Anytime you give up a first round draft choice there is always a chance that the pick you trade turns into a stud in your opponents lineup five years down the road. That said, as the saying goes, you have to give up something to get something and Toronto got “something” in Andersen.
The deal for Andersen was contingent on the Leafs’ signing him to a long term deal, which Lamoriello and Co. did, signing the 26-year old netminder to a five-year deal worth a reported $25 million.
Originally drafted by the Ducks in the third round (87th overall) in the 2012 NHL Entry Draft, Andersen brings impressive size (6’4”, 220 pounds), experience (125 regular season games, an excellent record (77-26-0-12), solid career numbers (2.33 GAA, .918 SV% and six shutouts), a William M. Jennings Trophy and invaluable playoff experience.
In 2014-15, Andersen compiled a playoff record of 11-5 to go along with a 2.34 GAA and a .913 SV%. This spring, he compiled a 3-2 record in the playoffs to go along with an impressive 1.41 GAA and an exceptional .947 SV%.
Add it all up and you can clearly see that the Maple Leafs just landed one of the best young goaltenders in the league.
Of course, Andersen does not come without flaws.

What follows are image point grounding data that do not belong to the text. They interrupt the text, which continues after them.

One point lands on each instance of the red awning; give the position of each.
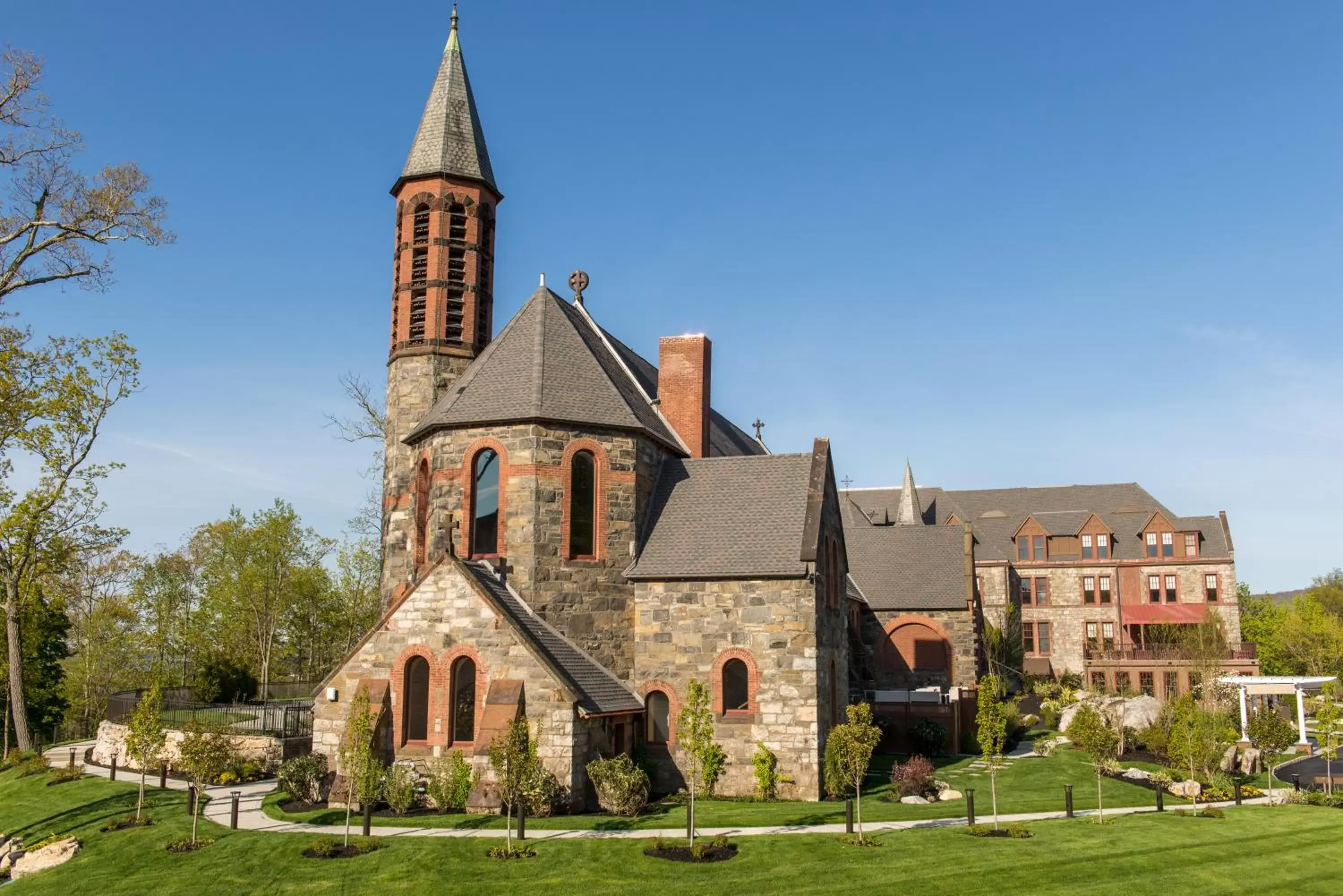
(1155, 613)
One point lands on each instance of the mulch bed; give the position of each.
(684, 855)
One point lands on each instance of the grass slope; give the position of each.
(1028, 785)
(1253, 849)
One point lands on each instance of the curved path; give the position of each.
(252, 817)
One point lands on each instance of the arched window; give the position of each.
(422, 512)
(736, 686)
(417, 699)
(657, 718)
(583, 506)
(464, 700)
(419, 229)
(485, 504)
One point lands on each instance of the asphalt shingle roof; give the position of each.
(908, 567)
(727, 518)
(450, 140)
(597, 690)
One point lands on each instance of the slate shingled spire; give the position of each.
(910, 511)
(450, 140)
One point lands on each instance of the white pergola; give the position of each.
(1252, 686)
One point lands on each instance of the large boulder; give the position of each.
(1186, 789)
(49, 856)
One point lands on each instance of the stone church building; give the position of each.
(574, 534)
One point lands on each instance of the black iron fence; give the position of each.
(270, 718)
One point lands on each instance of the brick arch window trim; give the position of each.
(753, 683)
(398, 683)
(926, 623)
(667, 690)
(601, 512)
(469, 495)
(446, 663)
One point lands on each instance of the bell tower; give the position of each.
(442, 284)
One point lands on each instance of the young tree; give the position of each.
(1095, 734)
(1329, 729)
(696, 734)
(58, 221)
(992, 722)
(515, 765)
(849, 751)
(358, 759)
(54, 401)
(205, 754)
(145, 737)
(1271, 734)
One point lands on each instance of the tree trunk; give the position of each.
(18, 704)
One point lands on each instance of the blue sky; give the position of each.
(1024, 243)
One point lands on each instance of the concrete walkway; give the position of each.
(250, 816)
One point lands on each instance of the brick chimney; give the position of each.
(684, 363)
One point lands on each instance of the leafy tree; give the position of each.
(54, 401)
(849, 750)
(145, 737)
(992, 723)
(58, 222)
(515, 768)
(205, 754)
(1095, 734)
(1329, 729)
(696, 734)
(358, 759)
(1271, 735)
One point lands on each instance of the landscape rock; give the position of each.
(50, 856)
(1186, 789)
(1138, 713)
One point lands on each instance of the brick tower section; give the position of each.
(442, 317)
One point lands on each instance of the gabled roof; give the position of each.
(726, 518)
(594, 688)
(450, 140)
(548, 364)
(907, 567)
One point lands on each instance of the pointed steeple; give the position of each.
(450, 140)
(911, 512)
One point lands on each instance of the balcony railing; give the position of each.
(1245, 651)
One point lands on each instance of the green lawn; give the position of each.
(1252, 851)
(1029, 785)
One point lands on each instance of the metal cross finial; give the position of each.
(578, 282)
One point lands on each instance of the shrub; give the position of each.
(450, 781)
(622, 788)
(927, 738)
(399, 788)
(222, 679)
(914, 778)
(304, 777)
(765, 766)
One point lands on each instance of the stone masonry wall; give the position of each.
(685, 631)
(441, 620)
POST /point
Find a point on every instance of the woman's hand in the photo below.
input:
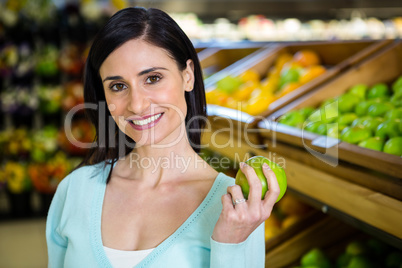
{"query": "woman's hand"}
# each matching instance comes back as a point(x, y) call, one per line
point(238, 221)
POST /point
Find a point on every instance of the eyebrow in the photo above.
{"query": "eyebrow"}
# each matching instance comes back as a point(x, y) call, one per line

Despite starting 53 games in 2014/15 and 37 last season, Andersen is not true number one starter, not yet, anyways.
That said, given his strong conditioning and commitment to evolving his game, it is pretty safe to say that Andersen will see at least 60 starts in 2016/17 with the Maple Leafs.
Not only should Andersen solidify the Maple Leafs between the pipes, acquiring him sends a strong message to the rest of the NHL that the Maple Leafs are building a strong team, one that might just contend for a playoff spot as early as the 2016/17 season.
Many NHL general manager’s believe you have to build a championship team from the crease out. Look around the league— outside of Andersen, how many goaltenders would you rather have between the pipes? Five? Ten? Either way, Andersen should be a solid addition, one that is capable of leading the Maple Leafs to the playoffs and winning a round or two once they get there.